E é na forma de processos mentais que os agentes, programas armazenados em algum local da Matrix (algo como o inconsciente coletivo de Jung), “entram” em qualquer mente não liberta ocupando todo o seu ser. Pensamentos, emoções e ações agora são comandadas pelo agente. Quando alguém luta com os agentes de Matrix, está em luta o seu lado livre contra os apegos, desejos e tudo o que interrompe o caminho rumo à auto-realização. Antes de Neo obter a libertação das limitações impostas à sua mente, no final do primeiro filme, todos em Zion sabiam que era impossível travar qualquer combate com os agentes e sair vivo. Esse combate mortal, entre as nossas tendências cármicas, nosso lado Sombra, e nosso lado Luz é a verdadeira batalha a ser travada por qualquer guerreiro espiritual e ninguém tinha tido nenhum êxito em qualquer dessas batalhas. Neo foi o primeiro. Venceu a sua Sombra, personificada no agente Smith. Mas a Sombra não é aniquilada com uma só batalha.  

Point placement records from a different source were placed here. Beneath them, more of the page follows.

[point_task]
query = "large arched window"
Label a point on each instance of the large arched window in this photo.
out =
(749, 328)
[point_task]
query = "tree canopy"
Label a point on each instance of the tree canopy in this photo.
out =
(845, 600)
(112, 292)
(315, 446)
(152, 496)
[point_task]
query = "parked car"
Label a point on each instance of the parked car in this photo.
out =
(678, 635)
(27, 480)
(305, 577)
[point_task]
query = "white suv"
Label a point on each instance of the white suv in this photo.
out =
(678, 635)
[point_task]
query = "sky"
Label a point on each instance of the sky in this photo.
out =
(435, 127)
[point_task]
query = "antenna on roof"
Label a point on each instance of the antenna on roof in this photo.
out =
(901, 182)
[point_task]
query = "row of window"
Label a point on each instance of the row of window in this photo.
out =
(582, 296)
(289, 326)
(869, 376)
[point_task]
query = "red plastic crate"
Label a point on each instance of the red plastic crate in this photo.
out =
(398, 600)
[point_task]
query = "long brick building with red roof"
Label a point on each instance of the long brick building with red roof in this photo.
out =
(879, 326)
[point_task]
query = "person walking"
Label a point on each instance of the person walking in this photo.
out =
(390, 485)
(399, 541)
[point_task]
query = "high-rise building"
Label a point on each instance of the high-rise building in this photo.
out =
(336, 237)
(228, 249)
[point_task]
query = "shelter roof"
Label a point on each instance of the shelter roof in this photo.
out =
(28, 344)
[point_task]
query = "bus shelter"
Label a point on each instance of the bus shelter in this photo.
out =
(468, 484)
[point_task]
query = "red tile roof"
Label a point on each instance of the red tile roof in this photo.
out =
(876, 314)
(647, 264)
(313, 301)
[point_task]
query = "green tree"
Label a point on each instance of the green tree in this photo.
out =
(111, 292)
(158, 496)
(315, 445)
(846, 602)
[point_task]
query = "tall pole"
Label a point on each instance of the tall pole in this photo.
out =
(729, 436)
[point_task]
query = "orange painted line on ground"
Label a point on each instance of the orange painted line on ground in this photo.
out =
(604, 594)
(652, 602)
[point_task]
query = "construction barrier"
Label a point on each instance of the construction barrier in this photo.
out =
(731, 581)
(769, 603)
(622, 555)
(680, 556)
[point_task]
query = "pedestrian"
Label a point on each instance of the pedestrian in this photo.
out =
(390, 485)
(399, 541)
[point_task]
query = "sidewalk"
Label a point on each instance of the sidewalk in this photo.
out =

“O coração do Aikido é: verdadeira vitória é vitória sobre si, dia de instantânea vitória! Verdadeira vitória significa infinita coragem, vitória sobre si simboliza incansáveis esforços e dia de instantânea vitória representa o glorioso momento do triunfo no aqui e no agora… A verdadeira vitória… é atingir e eliminar o espírito da dúvida e do conflito que existe dentro de você. [Só assim]… você estará hábil a integrar os fatores interno e externo da prática, limpe seu caminho de obstáculos e purifique seus sentidos”.

Morihei Ueshiba (1.883-1.969)

 “O maior de todos os inimigos do homem é ele próprio”.

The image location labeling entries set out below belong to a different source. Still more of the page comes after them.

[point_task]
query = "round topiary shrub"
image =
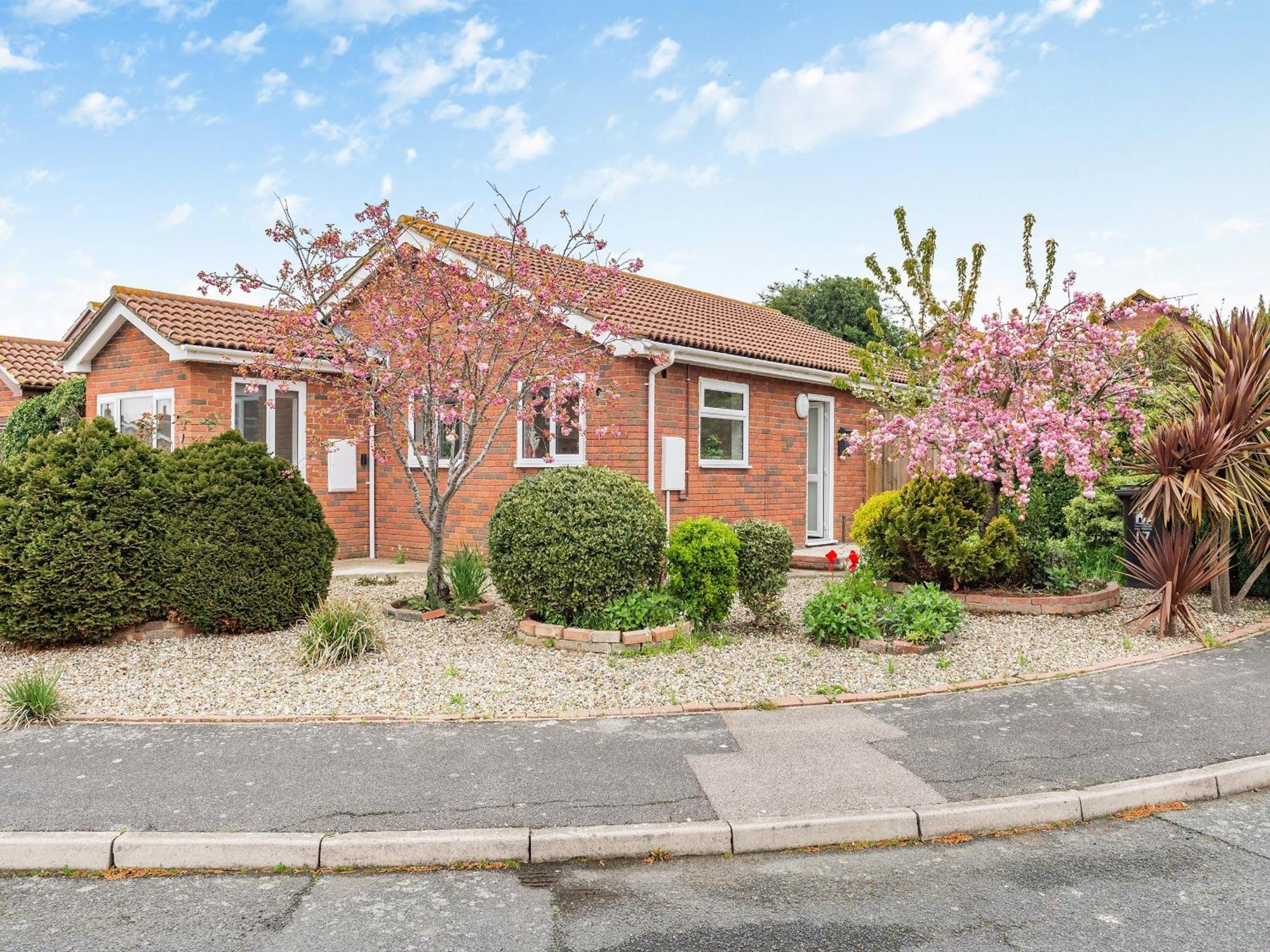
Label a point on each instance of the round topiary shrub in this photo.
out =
(572, 540)
(702, 565)
(79, 532)
(763, 567)
(246, 544)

Paramahansa Yogananda (1.893-1.952)

 Em Reloaded vemos que  essa Sombra adquire mais poderes e continua a se manifestar, perseguindo Neo. Smith confessa que, apesar de não saber como, após a derrota no final do primeiro filme, passou a sentir que algo de Neo pertencia ou passou a pertencer a ele. O próprio Neo passou a pressentir a aproximação de seu lado Sombra, na pessoa dos agentes da Matrix, e destemidamente enfrentava a todos em luta, vencendo-os. Isso é bem retratado na luta com armas de Neo contra os comparsas de Merovingian, programas ultrapassados e destinados à destruição que encontraram refúgio sob a proteção dele. Representam as nossas mais vis negatividades, herdadas de nossos mais longínquos ancestrais, às quais Neo destrói (dentro de si) fria e impiedosamente. 

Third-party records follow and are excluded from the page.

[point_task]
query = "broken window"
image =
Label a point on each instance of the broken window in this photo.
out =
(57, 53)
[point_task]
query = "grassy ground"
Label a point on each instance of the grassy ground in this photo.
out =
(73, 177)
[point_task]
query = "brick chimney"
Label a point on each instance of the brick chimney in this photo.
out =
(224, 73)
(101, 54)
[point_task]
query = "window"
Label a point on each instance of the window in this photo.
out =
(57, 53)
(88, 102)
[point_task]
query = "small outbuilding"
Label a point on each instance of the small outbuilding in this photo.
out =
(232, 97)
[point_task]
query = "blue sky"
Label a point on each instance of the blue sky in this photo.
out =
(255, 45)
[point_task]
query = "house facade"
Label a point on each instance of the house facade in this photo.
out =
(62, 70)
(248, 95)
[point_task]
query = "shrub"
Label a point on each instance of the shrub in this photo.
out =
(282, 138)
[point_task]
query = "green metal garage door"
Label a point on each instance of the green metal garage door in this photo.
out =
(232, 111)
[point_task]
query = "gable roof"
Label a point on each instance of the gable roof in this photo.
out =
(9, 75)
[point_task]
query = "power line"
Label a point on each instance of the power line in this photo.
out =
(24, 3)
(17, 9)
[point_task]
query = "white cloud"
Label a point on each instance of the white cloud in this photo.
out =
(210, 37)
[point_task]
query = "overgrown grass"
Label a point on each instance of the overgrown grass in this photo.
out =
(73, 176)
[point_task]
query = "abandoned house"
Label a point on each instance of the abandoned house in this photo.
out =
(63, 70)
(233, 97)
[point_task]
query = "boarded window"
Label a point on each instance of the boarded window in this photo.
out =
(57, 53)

“Minha alma renasceu! Meu poder para vencer é superior a todo o peso de minhas tribulações, porque sou filho de Deus”.

Paramahansa Yogananda (1.893-1.952) 

Essa afirmação de Paramahansa Yogananda retrata bem de onde Neo retirou forças para ser superior a todo o peso de dezenas de Smith que estavam sobre ele, arremessando-os ao ar, na linda batalha dele contra os cem Smith. Nessa hora ele sente a voz de Trinity: “saia daí”. Quando não conseguimos vencer nossa negatividade, de nada adiantará ficar lutando com ela indefinidamente. A melhor saída é adiar a batalha por mais algum tempo, ainda não é a hora de enfrentá-la, sob pena de sucumbirmos a ela. Se, por exemplo, não podemos vencer a nossa raiva e ânsia de vingança, não adianta ficar nos recriminando ou lutando contra ela. A melhor saída é mudar, temporariamente, nosso pensamento e sentimento para outro lugar: e Neo sai dali voando.